The whole training networks of the mission planning for the AUV are constructed based on the PyTorch framework, where the training process is implemented on the NVIDIA GeForce RTX 3060 GPU. The critic network consists of five fully connected layers, including three hidden layers, of which the hidden units are set as 64, 52, and 30, respectively. The ReLU function is adopted as the non-linearity function in the networks. Specifically, the first hidden layer with 64 neurons obtains the concatenated vector of observations and actions , and the data then proceed through the following second and third hidden layers, with 52 and 30 neurons, respectively. The whole process is offline and can be divided into two parts: off-line centralized training and on-line decentralized execution. The advantage of using this method is that the system will have competitive execution speeds compared to the traditional methods during the testing stage, and the calculation could be gathered in the training stage.
4.3. Simulation Figures
Figure 3 shows the episode rewards obtained by USVs under different algorithms. The RL algorithm based on the policy gradient is used as the benchmark comparison algorithm. The experimental setting is for two USVs to perform navigation and assignment tasks with two target areas under the condition of no obstacles. It can be seen that the MADDPG has a significant advantage over the DDPG and REINFORCE algorithms, as it can get a higher reward, which proves the effectiveness of the proposed algorithm in solving multiple USVs’ navigation and area allocation tasks.

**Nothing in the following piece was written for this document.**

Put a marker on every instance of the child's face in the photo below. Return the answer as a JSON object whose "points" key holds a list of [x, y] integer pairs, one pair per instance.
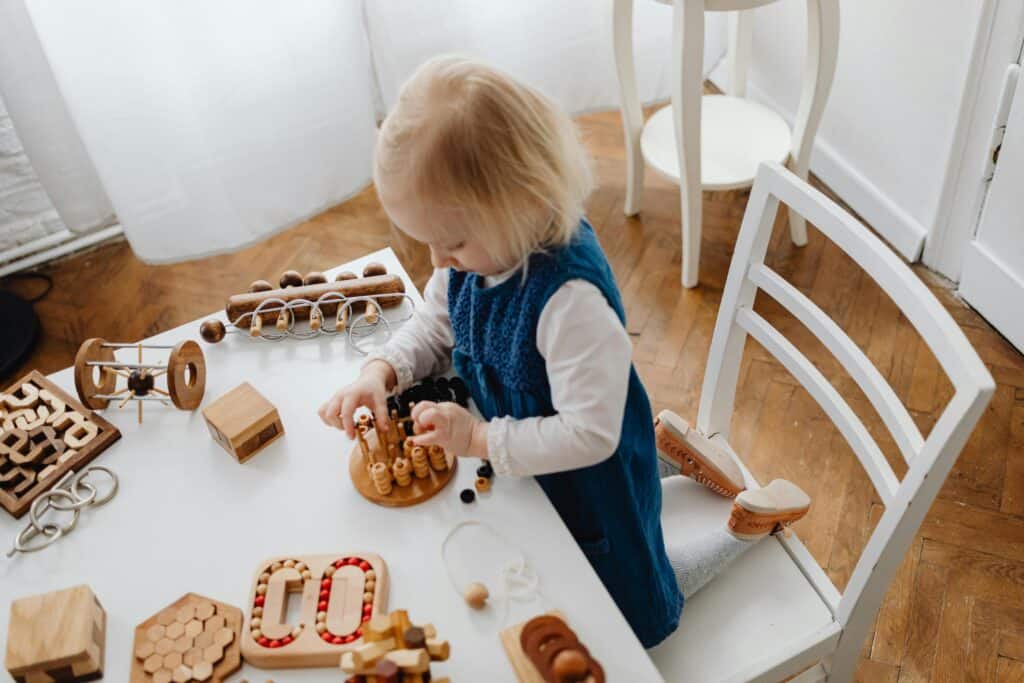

Figure 4 shows the collision rate of USVs in different task environments. We observe the experimental effects when the number of USVs is 4, 3, and 2, and the number of target areas is 1, 2, 3, and 4, respectively. It can be seen from the figure that with the increase in training times, the collision rate of USVs in each turn will gradually decrease and tend to converge. At the same time, the total number of collisions will gradually decrease and stabilize, as can be seen in
Figure 5.
Figure 6 shows the experimental conditions of the USV reward. It can be seen that in the early stage of the training, because of the blindness of the exploration stage, the reward for each USV will undergo a dramatic decline in the lowest (about 500 rounds), but with ongoing exploration, the neural network with gradually learn the best strategy.
Figure 7 shows the dynamic trajectory of USVs in different test environments. Obstacles will move randomly after each training round, while the position of the target area remains unchanged. The number of USVs and target areas can be set manually. When encountering obstacles, it will adjust the direction according to the security of the surrounding environment and the position of the target area. When approaching the target area, it will automatically coordinate the area to be reached according to the position of each target area to complete the task assigned by the area.